ーー刺しゅうとプリントサービス、それぞれの使い分け方などはありますか。
会社やお店、イベントやサークルなどのチームウェアを作るときにマイユニクロを活用いただくことがよくあるのですが、お客様の用途や入れたいデザインによって適したサービスをご案内するようにしています。刺しゅうの場合はプリントに比べて色があせたり取れたりすることが少ないため、毎日洗濯するようなユニフォームに向いています(写真上から4枚目)。また、高級感があるので、洗練されたデザインにしたいときにも良いですね。
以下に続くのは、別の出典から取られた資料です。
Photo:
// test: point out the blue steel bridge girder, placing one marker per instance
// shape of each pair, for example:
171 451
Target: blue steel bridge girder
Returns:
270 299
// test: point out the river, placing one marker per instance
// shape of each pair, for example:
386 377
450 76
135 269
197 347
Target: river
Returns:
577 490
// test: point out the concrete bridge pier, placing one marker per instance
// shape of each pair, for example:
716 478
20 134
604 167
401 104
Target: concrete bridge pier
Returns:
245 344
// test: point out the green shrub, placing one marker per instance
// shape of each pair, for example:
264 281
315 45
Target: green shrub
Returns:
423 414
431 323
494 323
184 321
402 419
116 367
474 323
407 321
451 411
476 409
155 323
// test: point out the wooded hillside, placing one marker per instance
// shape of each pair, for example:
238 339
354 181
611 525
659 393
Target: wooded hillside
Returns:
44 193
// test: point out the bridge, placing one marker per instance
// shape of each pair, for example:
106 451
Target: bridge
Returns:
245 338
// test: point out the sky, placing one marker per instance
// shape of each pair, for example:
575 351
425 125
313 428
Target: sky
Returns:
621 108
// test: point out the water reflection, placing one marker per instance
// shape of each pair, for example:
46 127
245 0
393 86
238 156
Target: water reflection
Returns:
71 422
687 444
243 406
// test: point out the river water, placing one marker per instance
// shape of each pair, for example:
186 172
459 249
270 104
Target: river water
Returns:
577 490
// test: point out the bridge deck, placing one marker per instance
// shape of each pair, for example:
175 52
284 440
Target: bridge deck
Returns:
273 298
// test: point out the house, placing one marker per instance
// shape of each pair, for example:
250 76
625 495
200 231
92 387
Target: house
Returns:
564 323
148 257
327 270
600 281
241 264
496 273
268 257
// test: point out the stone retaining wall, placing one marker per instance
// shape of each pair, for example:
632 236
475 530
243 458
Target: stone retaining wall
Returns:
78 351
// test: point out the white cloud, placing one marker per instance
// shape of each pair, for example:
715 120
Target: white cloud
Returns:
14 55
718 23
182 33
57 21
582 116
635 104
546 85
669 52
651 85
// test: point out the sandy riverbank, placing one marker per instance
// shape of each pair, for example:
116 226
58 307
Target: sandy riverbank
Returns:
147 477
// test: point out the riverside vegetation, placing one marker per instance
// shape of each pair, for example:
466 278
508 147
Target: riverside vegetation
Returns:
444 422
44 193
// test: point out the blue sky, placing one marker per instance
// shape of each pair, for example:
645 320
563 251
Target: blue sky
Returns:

一方で、単発でのイベントのときにはよりお手軽に作れるプリントサービスが合っていると思います。UTme!は豊富な種類のスタンプの中から好きなものを選ぶだけだったり、スマートフォンに入っている写真をそのままプリントできたりするので、あっという間にオリジナルアイテムを作ることができます。また、スキャンカットサービスを使えば、お子様の手描きの絵などを商品に入れられるので、記念品や思い出の品を作りたいときなどにおすすめです。
ーーこれらのサービスはいつ頃から始まったのでしょうか。
2013年9月に、銀座店、ビックロ新宿東口店、池袋東武店の3店舗でスタートしました。『「あなただけのユニクロ」を提案していく』をコンセプトに、あらゆるお客様のニーズに応えることを目的としており、今も実施している刺しゅうとスキャンカットの他に、商品にパーツを付ける加工サービスも行なっていました。レーステープやラインストーン、スタッズ、ボタン、ワッペンなどバラエティ豊かなパーツをご用意しており、始まった当初はたくさんのお客様に興味を持っていただいて、ご注文から数か月待ちなんてこともありました。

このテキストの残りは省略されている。